Yesterday the CBC ran a story about a dress code (pictured abover) that was handed out to Air Cadets in St. Johns Newfoundland. Among other things, the dress code warned female cadets against wearing shirts that “reveal their developing bits”. Their. Developing. Bits. You can read the article here.

This story struck a cord with me because not only am I a woman, but I was also at one point an Air Cadet. And while my time there was short – shining boots and marching “up and down the square” wasn’t really my thing- I don’t recall ever experiencing anything like this dress code. Air Cadets was offered as a place of inclusion, and equality. That may seem counter intuitive given the reputation the armed forces has, but that’s always how I saw it. I was never told I couldn’t do anything because I was a woman, and I was certainly never told to cover my “bits”.

So that begs the question, was this an isolated incident, or is it indicative of a wider social problem. If you ask me it’s the latter.

The whole idea that women’s bodies are bad or shameful is not new, but it’s definitely boring and out of date. Despite the fact that it’s 2016 we seem to be acting more like its 1620. There are still people out there who think it’s ok to publically shame women because, GASP, they have breasts and vulvas.
I’m really tired of hearing grown adults perpetuate bogus stereotypical ideas about men and women. No joke, I recently had a women tell me that “men are better at math than women, its true, they did a study.”  Who did a study? Because obviously that’s BS, just ask NASA.

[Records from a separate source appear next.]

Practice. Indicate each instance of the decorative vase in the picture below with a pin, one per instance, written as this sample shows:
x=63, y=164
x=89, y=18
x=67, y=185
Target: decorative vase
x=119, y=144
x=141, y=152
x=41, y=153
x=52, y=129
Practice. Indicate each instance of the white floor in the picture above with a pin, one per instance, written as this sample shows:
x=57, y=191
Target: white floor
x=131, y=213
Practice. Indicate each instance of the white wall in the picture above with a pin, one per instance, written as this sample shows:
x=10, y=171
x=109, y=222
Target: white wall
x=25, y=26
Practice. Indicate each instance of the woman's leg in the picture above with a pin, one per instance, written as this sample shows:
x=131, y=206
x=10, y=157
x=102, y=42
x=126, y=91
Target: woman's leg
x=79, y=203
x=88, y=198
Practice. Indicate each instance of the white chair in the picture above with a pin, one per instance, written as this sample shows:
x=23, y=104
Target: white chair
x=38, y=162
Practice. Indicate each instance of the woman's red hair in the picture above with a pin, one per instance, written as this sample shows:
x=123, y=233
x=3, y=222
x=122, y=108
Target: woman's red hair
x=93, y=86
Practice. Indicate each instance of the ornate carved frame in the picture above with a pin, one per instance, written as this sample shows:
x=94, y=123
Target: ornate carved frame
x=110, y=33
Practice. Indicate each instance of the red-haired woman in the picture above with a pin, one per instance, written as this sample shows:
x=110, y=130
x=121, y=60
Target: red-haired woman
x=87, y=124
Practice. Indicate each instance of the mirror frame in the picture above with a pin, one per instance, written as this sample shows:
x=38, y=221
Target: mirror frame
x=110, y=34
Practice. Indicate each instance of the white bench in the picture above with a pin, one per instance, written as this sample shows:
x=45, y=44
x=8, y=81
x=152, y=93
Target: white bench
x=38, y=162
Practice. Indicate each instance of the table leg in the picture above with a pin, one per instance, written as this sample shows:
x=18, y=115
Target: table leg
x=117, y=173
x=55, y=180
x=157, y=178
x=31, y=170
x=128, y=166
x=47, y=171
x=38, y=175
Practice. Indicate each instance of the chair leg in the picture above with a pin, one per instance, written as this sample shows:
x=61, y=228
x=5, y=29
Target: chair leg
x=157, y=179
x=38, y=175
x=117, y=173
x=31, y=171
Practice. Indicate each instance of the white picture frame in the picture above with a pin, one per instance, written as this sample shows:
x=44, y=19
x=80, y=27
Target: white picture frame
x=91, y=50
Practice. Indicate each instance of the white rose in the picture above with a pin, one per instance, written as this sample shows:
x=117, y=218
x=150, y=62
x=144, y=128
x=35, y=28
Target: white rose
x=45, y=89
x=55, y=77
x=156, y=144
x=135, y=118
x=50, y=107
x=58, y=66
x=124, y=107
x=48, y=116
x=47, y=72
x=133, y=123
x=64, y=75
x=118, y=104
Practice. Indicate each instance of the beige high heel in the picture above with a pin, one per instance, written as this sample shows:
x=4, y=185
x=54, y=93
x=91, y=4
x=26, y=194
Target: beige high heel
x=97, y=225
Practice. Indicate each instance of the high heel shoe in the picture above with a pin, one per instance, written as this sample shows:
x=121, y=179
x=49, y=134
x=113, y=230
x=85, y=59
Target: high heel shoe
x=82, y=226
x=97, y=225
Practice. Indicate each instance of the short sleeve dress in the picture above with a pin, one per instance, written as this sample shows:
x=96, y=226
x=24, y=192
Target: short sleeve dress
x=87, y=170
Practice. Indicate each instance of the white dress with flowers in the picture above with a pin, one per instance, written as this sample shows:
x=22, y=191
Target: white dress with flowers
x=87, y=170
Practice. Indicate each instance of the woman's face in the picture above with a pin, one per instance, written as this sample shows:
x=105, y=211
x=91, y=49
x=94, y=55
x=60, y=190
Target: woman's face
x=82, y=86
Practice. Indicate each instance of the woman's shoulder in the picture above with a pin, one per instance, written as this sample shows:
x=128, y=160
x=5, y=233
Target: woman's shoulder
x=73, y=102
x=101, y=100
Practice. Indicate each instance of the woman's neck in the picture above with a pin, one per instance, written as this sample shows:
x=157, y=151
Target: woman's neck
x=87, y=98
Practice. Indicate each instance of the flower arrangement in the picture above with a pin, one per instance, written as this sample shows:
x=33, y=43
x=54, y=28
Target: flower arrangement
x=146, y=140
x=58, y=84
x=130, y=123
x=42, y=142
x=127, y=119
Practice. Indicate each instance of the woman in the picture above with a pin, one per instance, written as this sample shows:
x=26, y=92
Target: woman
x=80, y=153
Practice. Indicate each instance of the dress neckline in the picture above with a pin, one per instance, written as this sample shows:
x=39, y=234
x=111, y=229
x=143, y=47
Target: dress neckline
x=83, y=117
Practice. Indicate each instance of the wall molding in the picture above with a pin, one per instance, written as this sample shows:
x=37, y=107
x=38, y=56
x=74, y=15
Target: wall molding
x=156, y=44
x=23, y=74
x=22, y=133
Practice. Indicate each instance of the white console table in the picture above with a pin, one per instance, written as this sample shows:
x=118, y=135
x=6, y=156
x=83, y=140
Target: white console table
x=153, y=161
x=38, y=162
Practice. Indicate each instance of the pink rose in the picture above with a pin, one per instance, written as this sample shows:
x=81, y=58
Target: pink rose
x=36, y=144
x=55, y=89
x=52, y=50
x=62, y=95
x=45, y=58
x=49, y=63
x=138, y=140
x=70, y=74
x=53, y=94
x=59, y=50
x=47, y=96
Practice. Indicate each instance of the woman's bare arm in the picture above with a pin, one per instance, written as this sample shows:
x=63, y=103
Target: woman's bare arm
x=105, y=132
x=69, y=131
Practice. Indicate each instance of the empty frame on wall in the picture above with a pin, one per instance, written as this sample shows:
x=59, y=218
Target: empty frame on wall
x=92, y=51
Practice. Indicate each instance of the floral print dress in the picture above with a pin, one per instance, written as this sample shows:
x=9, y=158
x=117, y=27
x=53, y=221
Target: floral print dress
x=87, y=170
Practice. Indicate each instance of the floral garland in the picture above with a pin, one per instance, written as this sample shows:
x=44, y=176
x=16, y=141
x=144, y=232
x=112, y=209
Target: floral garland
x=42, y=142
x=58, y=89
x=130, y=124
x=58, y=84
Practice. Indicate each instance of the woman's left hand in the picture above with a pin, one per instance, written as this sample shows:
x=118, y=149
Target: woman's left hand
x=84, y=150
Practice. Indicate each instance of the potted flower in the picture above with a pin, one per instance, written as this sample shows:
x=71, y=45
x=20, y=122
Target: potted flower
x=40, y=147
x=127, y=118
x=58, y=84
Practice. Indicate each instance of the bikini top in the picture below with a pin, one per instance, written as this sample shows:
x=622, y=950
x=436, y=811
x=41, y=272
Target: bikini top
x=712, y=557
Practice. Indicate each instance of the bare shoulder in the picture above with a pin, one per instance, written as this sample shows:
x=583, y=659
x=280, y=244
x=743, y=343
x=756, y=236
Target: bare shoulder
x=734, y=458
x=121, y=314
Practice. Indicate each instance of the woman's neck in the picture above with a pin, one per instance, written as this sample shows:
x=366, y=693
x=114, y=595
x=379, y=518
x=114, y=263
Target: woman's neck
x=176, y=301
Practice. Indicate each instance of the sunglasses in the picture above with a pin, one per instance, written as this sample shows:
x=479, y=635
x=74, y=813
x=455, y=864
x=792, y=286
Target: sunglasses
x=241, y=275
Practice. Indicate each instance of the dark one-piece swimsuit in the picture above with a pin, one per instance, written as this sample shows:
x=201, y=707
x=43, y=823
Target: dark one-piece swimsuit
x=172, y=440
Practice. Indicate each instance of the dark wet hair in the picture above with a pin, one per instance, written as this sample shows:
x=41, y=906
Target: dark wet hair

When I hear comments like that and read stories like the one mentioned above, I worry. I worry about the world that we are creating for our kids. I worry about the kind of outdated ideas that my daughters are going to have to fight. But the reality is that it will be the same BS that women have been labouring under for centuries. And it’s probably unrealistic to expect that those attitudes will one day disappear entirely. But who knows, as long as people like Defense Minister Harjit Sajjan, call out body shamers then maybe one day our kids will live in a world where they are seen as something more than just a sum of their genitalia.